Proxmox VE Cluster
From Proxmox VE
| | Note: Article about the outdated Proxmox VE 1.x releases |
Contents |
Introduction
Proxmox VE Cluster enables central management of multiple physical servers. A Proxmox VE Cluster consists of one master and several nodes (minimum is a master and one node).
Main features
- Centralized web management
- One login and password for accessing all nodes and guests
- Console view to all Virtual Machines
- Migration of Virtual Machines between physical hosts
- Synchronized Virtual Appliance template store
Create a Proxmox VE Cluster
First, install two Proxmox VE servers, see Installation. Make sure that each Proxmox VE server has a unique host name, by default all server has the same host name.
Currently the cluster creation has to be done on the console, you can login to the Proxmox VE server via ssh.
All settings can be done via "pveca", the PVE Cluster Administration Toolkit
USAGE: pveca -l # show cluster status
pveca -c # create new cluster with localhost as master
pveca -s [-h IP] # sync cluster configuration from master (or IP)
pveca -d ID # delete a node
pveca -a [-h IP] # add new node to cluster
pveca -m # force local node to become master
Define the master
Login via ssh to the first Proxmox VE server.
Create the master:
pveca -c
To check the state of cluster:
pveca -l
Add a node to an existing master
Login via ssh to a second Proxmox VE server. Please note, the node should not have any VM´s. (If yes you will get conflicts with identical VMID´s - to workaround, use vzdump to backup and to restore to a different VMID after the cluster configuration).
Join a node to the master:
pveca -a -h IP-ADDRESS-MASTER
To check the state of cluster:
pveca -l
Display the state of cluster:
pveca -l CID----IPADDRESS----ROLE-STATE--------UPTIME---LOAD----MEM---ROOT---DATA 1 : 192.168.7.104 M A 5 days 01:43 0.54 20% 1% 4% 2 : 192.168.7.103 N A 2 days 05:02 0.04 26% 5% 29% 3 : 192.168.7.105 N A 00:13 1.41 22% 3% 15% 4 : 192.168.7.106 N A 00:05 0.54 17% 3% 3%
Remove a cluster node
Through the Central Web-based Management move all virtual machines out of the node you need to remove from the cluster. Make sure you have no local backups you want to keep, and save them accordingly.
Log into the cluster master node via ssh. Issue a pceva command to identify the nodeID:
pveca -l CID----IPADDRESS----ROLE-STATE--------UPTIME---LOAD----MEM---DISK 1 : 172.25.3.40 M A 58 days 00:02 0.02 7% 75% 2 : 172.25.3.41 N A 57 days 22:42 0.02 2% 90% 3 : 172.25.3.39 N A 59 days 00:26 0.00 2% 14%
Issue the delete command (here deleting node #3):
pveca -d 3
If the operation succeeds no output is returned.

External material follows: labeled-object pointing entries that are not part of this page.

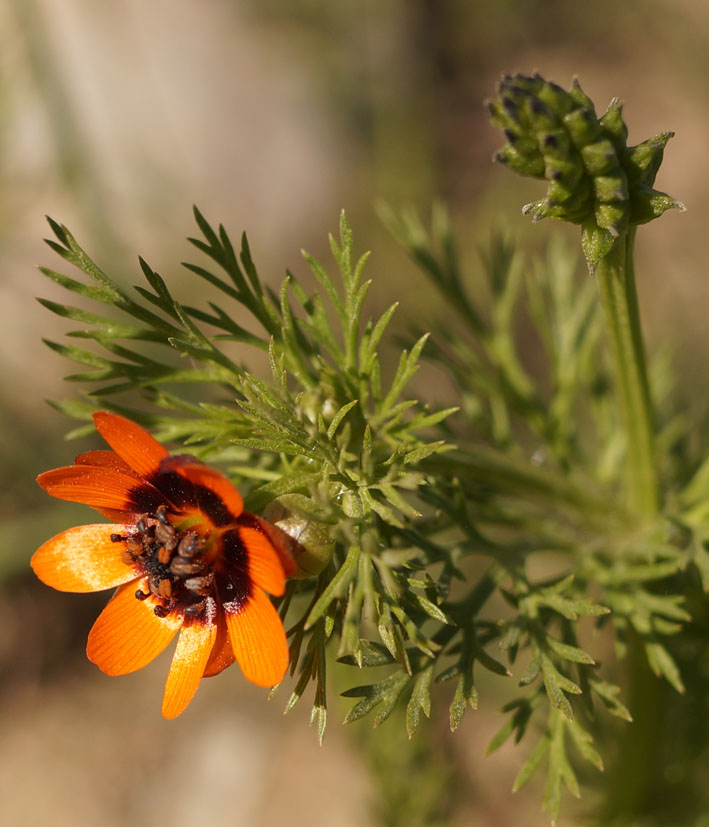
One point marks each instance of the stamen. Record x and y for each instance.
(200, 585)
(190, 545)
(127, 557)
(166, 535)
(195, 608)
(165, 589)
(178, 575)
(162, 516)
(182, 567)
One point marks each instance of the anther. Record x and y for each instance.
(127, 557)
(190, 545)
(182, 567)
(195, 608)
(165, 588)
(161, 515)
(200, 585)
(165, 534)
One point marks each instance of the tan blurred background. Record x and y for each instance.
(272, 115)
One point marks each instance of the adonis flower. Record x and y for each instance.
(184, 555)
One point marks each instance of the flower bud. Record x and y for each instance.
(310, 544)
(594, 179)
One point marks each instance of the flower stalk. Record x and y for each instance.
(616, 284)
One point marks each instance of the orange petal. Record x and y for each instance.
(131, 442)
(194, 646)
(222, 654)
(258, 639)
(106, 459)
(281, 542)
(265, 569)
(100, 488)
(214, 482)
(128, 634)
(84, 559)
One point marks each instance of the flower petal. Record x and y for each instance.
(194, 646)
(84, 559)
(106, 459)
(258, 639)
(101, 488)
(132, 443)
(213, 493)
(222, 654)
(128, 634)
(265, 569)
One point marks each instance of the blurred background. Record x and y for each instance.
(271, 116)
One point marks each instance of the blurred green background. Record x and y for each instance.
(272, 115)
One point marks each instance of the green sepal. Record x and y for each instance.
(649, 203)
(596, 242)
(643, 161)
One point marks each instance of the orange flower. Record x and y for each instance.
(184, 555)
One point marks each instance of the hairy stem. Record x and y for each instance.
(616, 281)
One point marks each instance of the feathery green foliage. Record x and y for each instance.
(474, 546)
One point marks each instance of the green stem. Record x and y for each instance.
(616, 281)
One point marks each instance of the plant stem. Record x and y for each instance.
(616, 281)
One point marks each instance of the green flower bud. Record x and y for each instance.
(594, 179)
(310, 543)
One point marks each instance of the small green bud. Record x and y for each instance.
(649, 204)
(593, 178)
(610, 188)
(600, 157)
(614, 125)
(582, 126)
(310, 544)
(643, 160)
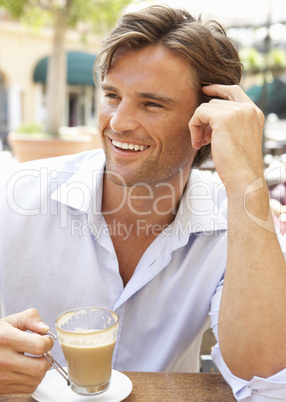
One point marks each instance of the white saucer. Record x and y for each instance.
(54, 388)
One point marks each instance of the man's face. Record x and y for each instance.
(148, 100)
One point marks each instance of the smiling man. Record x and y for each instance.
(136, 228)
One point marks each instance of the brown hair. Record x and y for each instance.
(212, 55)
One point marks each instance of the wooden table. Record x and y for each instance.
(166, 387)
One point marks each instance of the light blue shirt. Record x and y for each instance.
(57, 254)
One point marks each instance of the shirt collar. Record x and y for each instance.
(83, 191)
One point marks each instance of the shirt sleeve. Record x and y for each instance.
(258, 389)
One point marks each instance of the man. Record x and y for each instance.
(139, 230)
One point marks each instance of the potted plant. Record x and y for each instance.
(30, 142)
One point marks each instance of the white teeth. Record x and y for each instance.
(125, 145)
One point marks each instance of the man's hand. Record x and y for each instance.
(20, 373)
(234, 127)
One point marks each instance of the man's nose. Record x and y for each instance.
(124, 118)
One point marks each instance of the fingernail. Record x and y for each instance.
(43, 326)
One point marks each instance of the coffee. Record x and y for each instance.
(89, 365)
(87, 336)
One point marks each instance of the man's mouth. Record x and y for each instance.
(126, 145)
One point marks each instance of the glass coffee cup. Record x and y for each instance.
(87, 336)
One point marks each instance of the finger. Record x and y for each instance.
(28, 320)
(228, 92)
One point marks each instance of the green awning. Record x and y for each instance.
(79, 66)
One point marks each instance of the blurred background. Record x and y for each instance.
(36, 35)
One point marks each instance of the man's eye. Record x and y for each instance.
(110, 95)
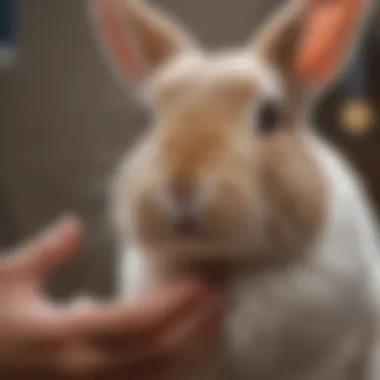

PVE cluster unconfigures the slave node and shortly it will not be visible into the Central Web-based Management.
Please note that the node will not see the shared storage anymore.
Upgrade a working cluster
NOTE: if you got a critical production system you should test upgrades in your test lab.
Here are two possible ways to perform cluster upgrades (new pve versions, etc), example for a simple two nodes cluster:
method A
If you want to keep the disruption to each vm as short as possible:
- Live Migrate all VMs to the master node
- Update the slave node.
- Reboot Slave node.
- One by One turn off a VM, offline migrate to updated node, turn it on on new node.
- After all vms are moved, update the master node and reboot it.
- Then live migrate some of the vms back to the master node where they belong.
This can also be done backwards, i.e update the master first and then the slave. Users report to have done this without issues. But it could be better to update the slaves first then the master.
method B
Users have also updated like this:
- turn off all the vms on a node.
- install updates
- reboot
- let VMs autostart or manually start them
- repeat process till all nodes are updated.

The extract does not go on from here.